That's a key point to consider when weighing DGA possibilities. Voters can't receive DVD screeners. The guild's 13,000 members must attend industry screenings or public viewings at theaters.
Voters receive nomination ballots the first week of December and must have them mailed in by early January. Most ballots were probably returned by the third week of December -- just as "Iwo Jima" opened in limited run at a few theaters in New York and L.A. DGA members are nationwide, many located in cities that don't feature frequent screenings.
A few years ago voters turned out to see Eastwood's "Million Dollar Baby," which was released in late December, too, but that featured much-hyped performances by big stars like Eastwood, Hilary Swank and Morgan Freeman. It's less likely that guild members will rush out to see a Japanese-language film that makes Americans look like the bad guys at a World War II battle that the U.S. won.

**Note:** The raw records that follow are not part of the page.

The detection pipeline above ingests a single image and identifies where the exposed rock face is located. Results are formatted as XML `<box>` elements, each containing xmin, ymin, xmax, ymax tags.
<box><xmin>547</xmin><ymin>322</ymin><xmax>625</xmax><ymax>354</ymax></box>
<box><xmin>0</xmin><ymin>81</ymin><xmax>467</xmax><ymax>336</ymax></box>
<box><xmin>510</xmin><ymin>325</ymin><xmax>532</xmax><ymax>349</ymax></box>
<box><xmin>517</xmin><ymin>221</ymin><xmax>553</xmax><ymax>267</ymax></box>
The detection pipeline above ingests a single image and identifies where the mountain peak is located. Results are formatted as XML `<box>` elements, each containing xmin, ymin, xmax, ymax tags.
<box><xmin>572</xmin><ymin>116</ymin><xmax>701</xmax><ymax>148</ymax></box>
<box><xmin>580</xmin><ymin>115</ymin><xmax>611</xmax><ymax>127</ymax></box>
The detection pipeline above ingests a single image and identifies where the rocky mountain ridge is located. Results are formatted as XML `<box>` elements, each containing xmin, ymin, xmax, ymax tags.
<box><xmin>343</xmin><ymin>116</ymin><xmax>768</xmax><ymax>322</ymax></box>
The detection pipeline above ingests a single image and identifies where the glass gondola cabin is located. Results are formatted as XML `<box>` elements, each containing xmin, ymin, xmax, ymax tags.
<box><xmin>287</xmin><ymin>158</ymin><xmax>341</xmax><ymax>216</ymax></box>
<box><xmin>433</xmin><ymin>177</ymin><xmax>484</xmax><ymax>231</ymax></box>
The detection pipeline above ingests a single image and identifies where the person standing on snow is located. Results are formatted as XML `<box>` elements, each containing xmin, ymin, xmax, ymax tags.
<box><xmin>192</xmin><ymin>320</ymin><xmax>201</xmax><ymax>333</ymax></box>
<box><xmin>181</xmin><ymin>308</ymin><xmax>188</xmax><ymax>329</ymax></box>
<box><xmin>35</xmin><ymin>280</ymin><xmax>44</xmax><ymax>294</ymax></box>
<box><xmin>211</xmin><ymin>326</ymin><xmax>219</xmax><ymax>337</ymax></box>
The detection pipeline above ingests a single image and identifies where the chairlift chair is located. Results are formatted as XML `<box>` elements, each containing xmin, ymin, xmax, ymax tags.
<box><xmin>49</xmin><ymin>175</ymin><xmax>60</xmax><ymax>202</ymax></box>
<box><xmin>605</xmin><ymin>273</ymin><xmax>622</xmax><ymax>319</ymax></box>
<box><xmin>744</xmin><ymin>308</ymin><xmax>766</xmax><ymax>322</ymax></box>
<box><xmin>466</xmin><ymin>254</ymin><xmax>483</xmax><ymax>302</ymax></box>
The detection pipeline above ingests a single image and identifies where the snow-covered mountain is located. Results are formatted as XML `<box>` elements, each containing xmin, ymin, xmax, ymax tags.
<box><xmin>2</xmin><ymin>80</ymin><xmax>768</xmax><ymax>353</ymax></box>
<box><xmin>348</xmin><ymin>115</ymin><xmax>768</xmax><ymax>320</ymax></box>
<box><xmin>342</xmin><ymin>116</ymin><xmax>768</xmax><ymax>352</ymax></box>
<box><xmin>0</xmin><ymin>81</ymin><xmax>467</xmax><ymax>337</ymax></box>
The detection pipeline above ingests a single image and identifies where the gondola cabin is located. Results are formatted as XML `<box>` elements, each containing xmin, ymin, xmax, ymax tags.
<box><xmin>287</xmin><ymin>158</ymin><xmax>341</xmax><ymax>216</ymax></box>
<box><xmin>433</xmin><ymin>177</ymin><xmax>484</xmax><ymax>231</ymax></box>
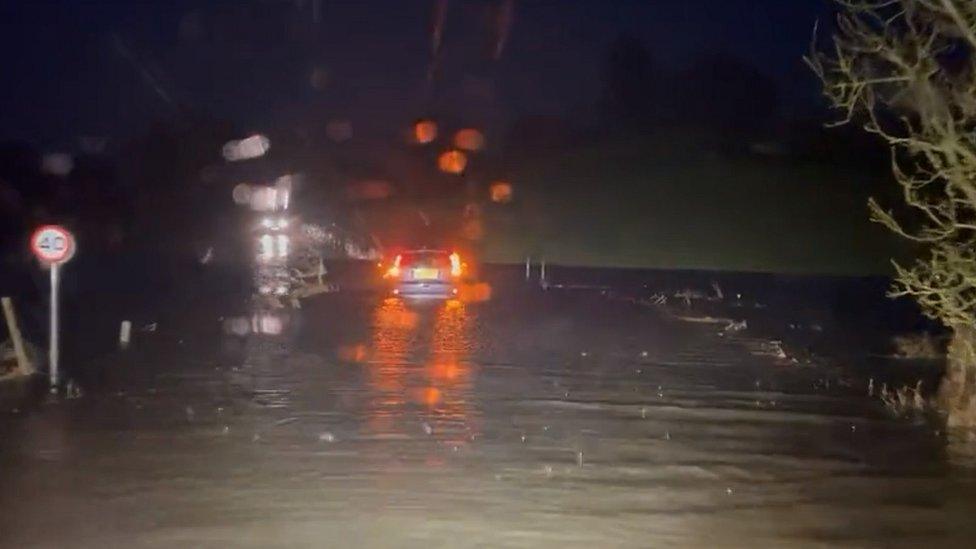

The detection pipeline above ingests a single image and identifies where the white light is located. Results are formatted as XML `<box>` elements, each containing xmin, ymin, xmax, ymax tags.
<box><xmin>258</xmin><ymin>285</ymin><xmax>272</xmax><ymax>295</ymax></box>
<box><xmin>258</xmin><ymin>234</ymin><xmax>274</xmax><ymax>262</ymax></box>
<box><xmin>274</xmin><ymin>285</ymin><xmax>289</xmax><ymax>296</ymax></box>
<box><xmin>261</xmin><ymin>217</ymin><xmax>273</xmax><ymax>228</ymax></box>
<box><xmin>276</xmin><ymin>234</ymin><xmax>289</xmax><ymax>258</ymax></box>
<box><xmin>222</xmin><ymin>134</ymin><xmax>270</xmax><ymax>162</ymax></box>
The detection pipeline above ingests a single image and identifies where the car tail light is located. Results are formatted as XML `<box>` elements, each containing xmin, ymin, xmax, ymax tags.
<box><xmin>385</xmin><ymin>254</ymin><xmax>402</xmax><ymax>278</ymax></box>
<box><xmin>450</xmin><ymin>252</ymin><xmax>462</xmax><ymax>277</ymax></box>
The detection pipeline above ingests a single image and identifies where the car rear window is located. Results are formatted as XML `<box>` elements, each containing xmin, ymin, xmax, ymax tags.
<box><xmin>401</xmin><ymin>252</ymin><xmax>450</xmax><ymax>268</ymax></box>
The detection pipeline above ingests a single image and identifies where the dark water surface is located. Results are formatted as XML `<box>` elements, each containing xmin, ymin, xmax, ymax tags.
<box><xmin>1</xmin><ymin>272</ymin><xmax>975</xmax><ymax>548</ymax></box>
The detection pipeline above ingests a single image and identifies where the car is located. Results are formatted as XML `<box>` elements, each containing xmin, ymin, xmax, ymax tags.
<box><xmin>382</xmin><ymin>249</ymin><xmax>463</xmax><ymax>299</ymax></box>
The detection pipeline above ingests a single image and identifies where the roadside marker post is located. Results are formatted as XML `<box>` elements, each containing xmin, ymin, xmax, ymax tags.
<box><xmin>29</xmin><ymin>225</ymin><xmax>76</xmax><ymax>390</ymax></box>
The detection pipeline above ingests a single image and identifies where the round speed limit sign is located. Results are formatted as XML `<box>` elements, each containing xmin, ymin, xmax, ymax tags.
<box><xmin>30</xmin><ymin>225</ymin><xmax>75</xmax><ymax>264</ymax></box>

However, if Eastwood gets nominated for both, that hikes his chances to beat Scorsese. Only two directors have been nominated twice in the same year by DGA and both won: Francis Ford Coppola (won for "The Godfather, Part II," also nommed for "The Conversation") and Steven Soderbergh (won for "Traffic," also nommed for "Erin Brockovich").
Sometimes the guild members like to demonstrate their artistic sense by nominating non-Americans who helmed foreign-language films. That phenomenon happens more frequently at the Oscars, but occasional outlanders like Roberto Begnini ("Life Is Beautiful") get in. Ang Lee ("Crouching Tiger, Hidden Dragon") even won.

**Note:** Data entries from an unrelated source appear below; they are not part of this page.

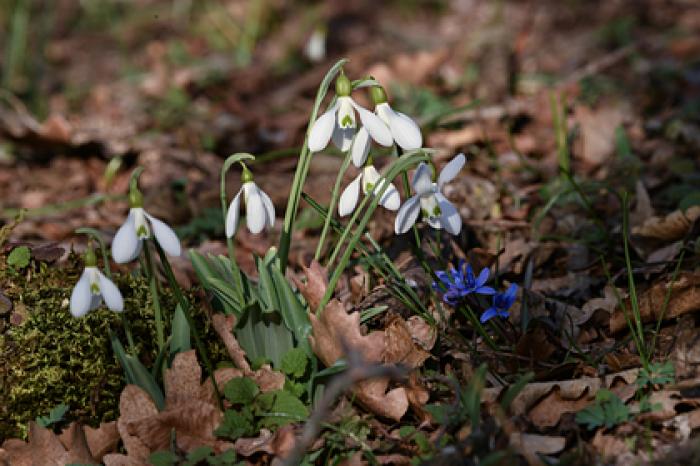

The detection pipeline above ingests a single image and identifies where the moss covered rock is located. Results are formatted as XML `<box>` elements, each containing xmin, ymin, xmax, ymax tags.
<box><xmin>0</xmin><ymin>253</ymin><xmax>227</xmax><ymax>441</ymax></box>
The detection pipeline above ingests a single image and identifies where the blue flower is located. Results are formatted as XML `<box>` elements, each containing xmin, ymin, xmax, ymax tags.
<box><xmin>480</xmin><ymin>283</ymin><xmax>518</xmax><ymax>323</ymax></box>
<box><xmin>432</xmin><ymin>261</ymin><xmax>496</xmax><ymax>305</ymax></box>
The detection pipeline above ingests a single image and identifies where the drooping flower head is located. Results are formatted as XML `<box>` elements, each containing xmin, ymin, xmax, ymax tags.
<box><xmin>225</xmin><ymin>163</ymin><xmax>275</xmax><ymax>237</ymax></box>
<box><xmin>395</xmin><ymin>153</ymin><xmax>465</xmax><ymax>235</ymax></box>
<box><xmin>480</xmin><ymin>283</ymin><xmax>518</xmax><ymax>323</ymax></box>
<box><xmin>432</xmin><ymin>261</ymin><xmax>496</xmax><ymax>306</ymax></box>
<box><xmin>352</xmin><ymin>85</ymin><xmax>423</xmax><ymax>167</ymax></box>
<box><xmin>112</xmin><ymin>174</ymin><xmax>181</xmax><ymax>263</ymax></box>
<box><xmin>308</xmin><ymin>73</ymin><xmax>393</xmax><ymax>153</ymax></box>
<box><xmin>70</xmin><ymin>246</ymin><xmax>123</xmax><ymax>317</ymax></box>
<box><xmin>338</xmin><ymin>155</ymin><xmax>400</xmax><ymax>217</ymax></box>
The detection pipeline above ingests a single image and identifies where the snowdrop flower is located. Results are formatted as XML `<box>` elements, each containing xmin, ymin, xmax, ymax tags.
<box><xmin>338</xmin><ymin>158</ymin><xmax>400</xmax><ymax>216</ymax></box>
<box><xmin>225</xmin><ymin>164</ymin><xmax>275</xmax><ymax>237</ymax></box>
<box><xmin>70</xmin><ymin>248</ymin><xmax>123</xmax><ymax>317</ymax></box>
<box><xmin>394</xmin><ymin>153</ymin><xmax>465</xmax><ymax>235</ymax></box>
<box><xmin>480</xmin><ymin>283</ymin><xmax>518</xmax><ymax>323</ymax></box>
<box><xmin>112</xmin><ymin>187</ymin><xmax>181</xmax><ymax>263</ymax></box>
<box><xmin>308</xmin><ymin>73</ymin><xmax>393</xmax><ymax>153</ymax></box>
<box><xmin>352</xmin><ymin>85</ymin><xmax>423</xmax><ymax>167</ymax></box>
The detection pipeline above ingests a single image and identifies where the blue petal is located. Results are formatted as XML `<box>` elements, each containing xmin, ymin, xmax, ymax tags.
<box><xmin>480</xmin><ymin>307</ymin><xmax>497</xmax><ymax>323</ymax></box>
<box><xmin>465</xmin><ymin>263</ymin><xmax>475</xmax><ymax>281</ymax></box>
<box><xmin>475</xmin><ymin>267</ymin><xmax>490</xmax><ymax>288</ymax></box>
<box><xmin>497</xmin><ymin>309</ymin><xmax>510</xmax><ymax>319</ymax></box>
<box><xmin>475</xmin><ymin>286</ymin><xmax>496</xmax><ymax>295</ymax></box>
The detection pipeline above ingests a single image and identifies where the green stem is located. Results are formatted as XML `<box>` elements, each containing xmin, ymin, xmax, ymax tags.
<box><xmin>315</xmin><ymin>150</ymin><xmax>353</xmax><ymax>261</ymax></box>
<box><xmin>649</xmin><ymin>249</ymin><xmax>685</xmax><ymax>358</ymax></box>
<box><xmin>279</xmin><ymin>59</ymin><xmax>348</xmax><ymax>271</ymax></box>
<box><xmin>75</xmin><ymin>227</ymin><xmax>113</xmax><ymax>278</ymax></box>
<box><xmin>143</xmin><ymin>240</ymin><xmax>165</xmax><ymax>352</ymax></box>
<box><xmin>459</xmin><ymin>304</ymin><xmax>499</xmax><ymax>351</ymax></box>
<box><xmin>318</xmin><ymin>152</ymin><xmax>430</xmax><ymax>313</ymax></box>
<box><xmin>154</xmin><ymin>242</ymin><xmax>223</xmax><ymax>409</ymax></box>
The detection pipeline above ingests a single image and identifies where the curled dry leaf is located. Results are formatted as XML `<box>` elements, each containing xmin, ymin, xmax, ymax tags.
<box><xmin>509</xmin><ymin>433</ymin><xmax>566</xmax><ymax>466</ymax></box>
<box><xmin>632</xmin><ymin>206</ymin><xmax>700</xmax><ymax>241</ymax></box>
<box><xmin>234</xmin><ymin>425</ymin><xmax>296</xmax><ymax>459</ymax></box>
<box><xmin>610</xmin><ymin>272</ymin><xmax>700</xmax><ymax>333</ymax></box>
<box><xmin>591</xmin><ymin>430</ymin><xmax>631</xmax><ymax>462</ymax></box>
<box><xmin>292</xmin><ymin>260</ymin><xmax>329</xmax><ymax>310</ymax></box>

This year there are several foreigners who have a serious shot:
Alejandro Gonzalez Inarritu, ("Babel")
Inarritu has long been admired on the art-house scene and is now achieving huge mainstream prominence. Some Oscar pundits discounted his "Babel" early this awards season, but it recently made strong showings at the actors and producers guilds. If Inarritu gets nominated by DGA, that will be a strong signal that "Babel" will probably be up for the best-picture Oscar.
Pedro Almodovar, ("Volver")
Pedro Almodovar has a strong DGA shot, too. He was nominated for best director by the Oscars and even won the screenplay prize for "Talk to Her, " but has not yet been recognized by the guild. That could change this year since he achieved his biggest mainstream success with "Volver," which was also a hit with critics.
Guillermo Del Toro, ("Pan's Labyrinth")
A bid for Mexican helmer Guillermo Del Toro is also possible since "Pan's Labyrinth" was just voted the year's best picture by the National Society of Film Critics, but it's not likely considering it's a late-December release.
Alfonso Cuaron, "Children of Men"
Another contender is Mexican-born Alfonso Cuaron who distinguished himself on the artsy scene in 2001 with "Y tu mama tambien" and as the director of a commercial blockbuster, "Harry Potter and the Prisoner of Azkaban," in 2004. Now he has the breakout sci-fi hit "Children of Men," but most voters probably didn't see it due to late-December release.
Stephen Frears, ("The Queen")
Coming out earlier helps a different foreigner, Britain's Stephen Frears, who is overdue for guild notice. He was nominated in the directors' race at the Oscars in 1990 for "The Grifters," but has only been recognized in the DGA TV races so far. His "The Queen" has strong Oscar best-picture buzz so he'll certainly be on the minds of DGA voters.
Guild members will also pay attention because "The Queen" is a critically hailed hit. Having a commercial feel is often a good thing at DAG. One major factor behind this guild's awards is that the vast majority of its 13,000 voters work mostly at making TV series, commercials and music videos, not feature films. Therefore, they have a more commercial sensibility than the 370 feature directors who belong to the Academy of Motion Picture Arts & Sciences.
That benefits directors like Jonathan Dayton and Valerie Faris, who helmed the year's biggest indie hit, "Little Miss Sunshine," plus Paul Greengrass, who directed one of the year's most controversial flicks, "United 93." Both films have the added advantage of coming out early this year.
Another early release could also surface this late, but not because it was a commercial or critical hit. Rather, because its helmer was a beloved veteran who recently died: "Prairie Home Companion's" Robert Altman. Altman received an honorary DGA prize, but never won a competitive kudo for film work.